Perhaps you are reading something into it that is not there? In any event, dear sister, you did say no, so I would kindly suggest that you move on and stop looking for him online. Please, focus on yourself, your current life situation in terms of what it is you need to be doing (school, career, family, etc.)
As far as what you can do Islamically, while I am not a scholar, I can suggest that you do not fixate on this situation. When you said no, you closed that door for marriage and there is nothing you should feel bad about! We are all entitled to marry one whom we feel we will be compatible with.
I admire your insight into your own feelings and your thoughtful consideration as to whether this would be a happy marriage for you. Many times women just marry for the sake of being married and everyone ends up unhappy.
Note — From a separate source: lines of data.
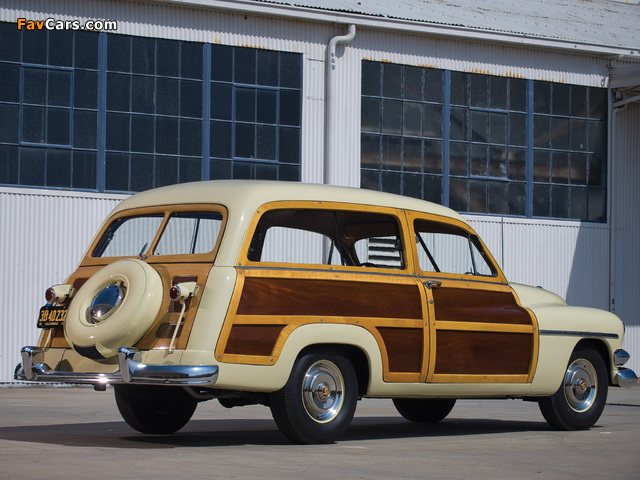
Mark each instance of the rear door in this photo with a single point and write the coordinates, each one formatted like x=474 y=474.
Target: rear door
x=478 y=330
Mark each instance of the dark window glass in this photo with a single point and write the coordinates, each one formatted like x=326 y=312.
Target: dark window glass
x=167 y=97
x=290 y=70
x=33 y=124
x=290 y=107
x=191 y=60
x=35 y=86
x=268 y=68
x=142 y=94
x=34 y=47
x=222 y=63
x=58 y=168
x=85 y=129
x=8 y=162
x=119 y=53
x=84 y=170
x=392 y=80
x=85 y=89
x=32 y=166
x=143 y=55
x=191 y=99
x=167 y=135
x=10 y=74
x=117 y=171
x=9 y=123
x=10 y=45
x=190 y=137
x=289 y=145
x=118 y=92
x=141 y=172
x=61 y=48
x=245 y=66
x=86 y=50
x=142 y=134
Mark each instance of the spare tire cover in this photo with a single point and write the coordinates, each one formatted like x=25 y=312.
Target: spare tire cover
x=127 y=320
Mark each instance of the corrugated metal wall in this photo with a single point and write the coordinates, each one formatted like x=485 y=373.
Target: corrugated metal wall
x=43 y=236
x=625 y=199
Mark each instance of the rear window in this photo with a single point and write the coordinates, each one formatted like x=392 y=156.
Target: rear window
x=328 y=237
x=185 y=233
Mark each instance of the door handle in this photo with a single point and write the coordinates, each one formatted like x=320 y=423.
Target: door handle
x=430 y=284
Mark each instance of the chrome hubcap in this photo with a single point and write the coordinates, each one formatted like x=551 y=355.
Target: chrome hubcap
x=322 y=391
x=105 y=303
x=580 y=385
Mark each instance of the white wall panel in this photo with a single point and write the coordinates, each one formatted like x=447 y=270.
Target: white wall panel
x=42 y=239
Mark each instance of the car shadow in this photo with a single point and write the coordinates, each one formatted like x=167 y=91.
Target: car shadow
x=235 y=432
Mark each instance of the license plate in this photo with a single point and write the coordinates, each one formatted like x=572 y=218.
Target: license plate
x=51 y=316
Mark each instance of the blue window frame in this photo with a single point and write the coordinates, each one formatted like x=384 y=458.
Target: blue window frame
x=119 y=113
x=485 y=144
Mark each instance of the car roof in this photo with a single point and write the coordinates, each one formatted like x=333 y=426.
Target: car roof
x=249 y=195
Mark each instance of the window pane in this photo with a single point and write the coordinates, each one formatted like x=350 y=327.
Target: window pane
x=141 y=172
x=142 y=94
x=167 y=136
x=191 y=60
x=84 y=170
x=191 y=99
x=59 y=168
x=85 y=89
x=117 y=131
x=168 y=57
x=59 y=84
x=167 y=96
x=289 y=151
x=245 y=140
x=433 y=85
x=267 y=106
x=221 y=63
x=143 y=55
x=412 y=83
x=117 y=172
x=142 y=133
x=32 y=166
x=267 y=68
x=391 y=80
x=190 y=137
x=290 y=108
x=85 y=129
x=412 y=119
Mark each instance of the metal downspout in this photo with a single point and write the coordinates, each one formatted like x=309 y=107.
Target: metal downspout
x=330 y=149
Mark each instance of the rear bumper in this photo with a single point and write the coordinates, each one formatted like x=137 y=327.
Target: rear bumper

In sha’ Allah, you will find the one who Allah (swt) has for you, the one who is compatible, as will the young man who asked for your hand in marriage. He, too, in sha’ Allah will find the right one as well. While none of us like to hurt people, sister, it is better to be honest (as you were) and experiences a brief time of sadness and pain rather than a lifetime of it due to a bad decision.
Check out this counseling video:
As long as you kindly refused his proposal in an Islamic way, the outcome, or the way he chooses to feel about it or act afterward, is not your responsibility.
I kindly suggest, dear sister, that you move on, stop worrying about his activities, stop looking at his social media pages, and try to accept the fact that for both of you, this was the best decision. While he might not appreciate your refusal now, he will in the future, in sha’ Allah, as no one wants to be married to someone who does not really love them, or be trapped in an unhealthy marriage.
You did the right thing, now just let go and move on with your life, as he will too very soon!
We wish you the best, sister. You are in our prayers.